I hope that this guide has helped you if you're currently looking to upgrade or build a new gaming PC for Battlefield 3, while the hardware requirements certainly are steep, I think that overall a tremendous system is in reach for most gamers (not to mention the fact that if it can run BF3 well, any current game will look fantastic). I'd love to see some suggestions for an extreme budget build (around $500 total), but I think the hefty GPU puts that out of reach.
One day I hope to have my own custom box, after going through college, getting married, getting an apartment, and paying off CC's, I just can't afford it right now. Credit cards are my main priority to pay off.
Yeah, get debt paid off before toys. Much better long run.
Joe, you're just trying to get me to build a computer now, aren't you? Great list, and I'm glad I took your advise on monitors. I only ended up with a S-PVA, but it's so much better than the TN displays I have to use elsewhere.
Lots of good advice for anyone building in the near future!
Originally Posted by VincentVega
I'm assuming that those of us with i7-9XX machines will be fine so long as we have enough video.

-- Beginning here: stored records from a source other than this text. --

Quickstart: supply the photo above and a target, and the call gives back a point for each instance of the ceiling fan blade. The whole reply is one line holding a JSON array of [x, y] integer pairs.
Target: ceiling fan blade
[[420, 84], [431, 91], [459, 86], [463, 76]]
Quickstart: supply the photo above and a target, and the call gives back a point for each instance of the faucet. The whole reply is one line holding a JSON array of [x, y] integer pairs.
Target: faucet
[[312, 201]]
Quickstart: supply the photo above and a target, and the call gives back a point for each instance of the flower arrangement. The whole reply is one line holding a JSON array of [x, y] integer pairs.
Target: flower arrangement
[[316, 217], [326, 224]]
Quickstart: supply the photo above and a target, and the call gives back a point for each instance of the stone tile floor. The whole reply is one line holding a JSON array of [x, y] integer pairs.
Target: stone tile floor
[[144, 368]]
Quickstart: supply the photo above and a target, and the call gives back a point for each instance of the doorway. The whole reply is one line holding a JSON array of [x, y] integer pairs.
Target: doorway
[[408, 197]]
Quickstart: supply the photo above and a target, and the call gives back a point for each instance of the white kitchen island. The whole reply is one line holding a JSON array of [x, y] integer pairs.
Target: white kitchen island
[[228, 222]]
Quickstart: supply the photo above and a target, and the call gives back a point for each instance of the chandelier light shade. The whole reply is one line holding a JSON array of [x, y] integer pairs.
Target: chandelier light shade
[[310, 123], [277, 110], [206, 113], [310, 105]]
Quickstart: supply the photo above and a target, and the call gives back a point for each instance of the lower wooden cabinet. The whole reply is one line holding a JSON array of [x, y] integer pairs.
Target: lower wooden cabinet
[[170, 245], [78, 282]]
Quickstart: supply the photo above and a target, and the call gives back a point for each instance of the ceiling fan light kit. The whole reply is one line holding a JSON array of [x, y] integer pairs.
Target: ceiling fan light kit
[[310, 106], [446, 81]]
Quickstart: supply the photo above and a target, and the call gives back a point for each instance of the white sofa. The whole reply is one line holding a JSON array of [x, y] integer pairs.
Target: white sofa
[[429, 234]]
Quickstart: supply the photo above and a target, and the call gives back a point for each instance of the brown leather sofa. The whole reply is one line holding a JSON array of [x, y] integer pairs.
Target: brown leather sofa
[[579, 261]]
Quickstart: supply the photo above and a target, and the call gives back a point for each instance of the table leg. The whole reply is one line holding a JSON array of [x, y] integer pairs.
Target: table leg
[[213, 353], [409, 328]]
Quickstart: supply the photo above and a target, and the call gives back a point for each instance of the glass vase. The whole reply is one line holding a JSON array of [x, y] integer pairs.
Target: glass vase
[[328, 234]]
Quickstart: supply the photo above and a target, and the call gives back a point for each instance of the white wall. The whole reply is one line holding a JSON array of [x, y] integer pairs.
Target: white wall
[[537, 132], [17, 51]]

I have an EVGA Superclocked 260 (Craigs) I'm not currently using. I presume with another one of those, I should be more than fine
I'm still running with an i7 920 and a single GTX 260. With some light overclocking on my 260 I was able to get BF3 to run on "low" at 1920x1200 @ 60fps. Higher BF3 settings don't seem to cause huge drops in fps, but I'd rather play it safe and avoid any dips while in a battle. If i was willing to drop the resolution down though, it should run fairly well minus the dx11 eye candy. I'm just trying to hold myself over until Kepler if I can. The 580/570 still seem crazy expensive to me for an card that has been on the market for that long. If they underwent a massive price drop I might reconsider.